A federal court in California has denied the U.S. Environmental Protection Agency’s (EPA’s) motion to dismiss filed in a lawsuit brought by civil rights groups alleging that the California Department of Toxic Substances Control and nine other state agencies, which receive EPA funding, violated Title VI of the Civil Rights Act of 1964 by permitting hazardous waste dumps in poor Latino communities. Padres Hacia Una Vida Mejor v. Jackson, No. 11‑1094 (E.D. Cal. 4/6/12).
According to the court, plaintiffs filed a Title VI administrative complaint with EPA in December 1994 against 10 state agencies and the owners of two waste dumps, alleging that they discriminated against plaintiffs in the siting, permitting, expansion, and operation of the waste dumps. In July 1995, EPA notified plaintiffs that it had accepted their Title VI complaint for investigation. In October 1996, plaintiffs sent a letter to EPA alleging that EPA had failed to adhere to regulatory deadlines with respect to processing Title VI complaints.
EPA responded two months later, agreeing that it needed to improve the timeliness of its decisional process. Over the next several years, although the agency issued revised draft guidance for investigating Title VI complaints, it failed to process any Title VI complaints in accordance with the draft guidance.

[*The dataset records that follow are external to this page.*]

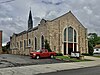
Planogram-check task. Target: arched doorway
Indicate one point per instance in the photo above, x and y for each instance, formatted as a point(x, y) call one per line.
point(42, 41)
point(35, 43)
point(70, 40)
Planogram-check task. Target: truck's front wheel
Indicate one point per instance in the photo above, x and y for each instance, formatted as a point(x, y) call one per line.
point(37, 57)
point(51, 56)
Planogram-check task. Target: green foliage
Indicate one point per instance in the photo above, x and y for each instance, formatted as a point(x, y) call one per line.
point(86, 54)
point(6, 47)
point(93, 40)
point(47, 46)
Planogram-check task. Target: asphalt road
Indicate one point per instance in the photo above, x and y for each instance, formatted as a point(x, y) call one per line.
point(9, 60)
point(83, 71)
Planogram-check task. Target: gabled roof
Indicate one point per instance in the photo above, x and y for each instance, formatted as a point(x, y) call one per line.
point(97, 46)
point(67, 14)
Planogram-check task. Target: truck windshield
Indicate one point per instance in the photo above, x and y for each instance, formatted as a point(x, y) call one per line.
point(37, 50)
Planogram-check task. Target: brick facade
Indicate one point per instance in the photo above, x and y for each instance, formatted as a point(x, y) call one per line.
point(53, 31)
point(0, 41)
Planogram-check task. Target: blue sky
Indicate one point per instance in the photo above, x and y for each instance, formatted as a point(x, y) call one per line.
point(14, 13)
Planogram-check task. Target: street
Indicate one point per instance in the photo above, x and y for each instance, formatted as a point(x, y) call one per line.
point(83, 71)
point(9, 60)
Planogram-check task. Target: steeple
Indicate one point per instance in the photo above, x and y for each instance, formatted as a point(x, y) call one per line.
point(30, 21)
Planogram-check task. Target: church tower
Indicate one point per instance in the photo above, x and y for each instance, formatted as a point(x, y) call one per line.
point(30, 21)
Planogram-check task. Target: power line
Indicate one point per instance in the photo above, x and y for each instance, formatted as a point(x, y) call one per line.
point(7, 1)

In January 2011, EPA dismissed plaintiffs’ 1994 complaint after finding that one of the 10 state agencies was not a federal financial assistance recipient. On June 30, plaintiffs sued. EPA moved to dismiss, contending that plaintiffs had waited too long to sue under the Administrative Procedure Act. In response to EPA’s motion to dismiss, plaintiffs argued that EPA’s failure to address plaintiffs’ civil rights claim over the past 15 years “violates its duty to issue preliminary findings, and every day that it does not issue findings is a repetitive discrete violation.”
Although the court rejected EPA’s motion to dismiss, it acknowledged that the agency “raised significant and substantial issues of controlling law.” The court said that, as a result, it would entertain a motion for interlocutory appeal.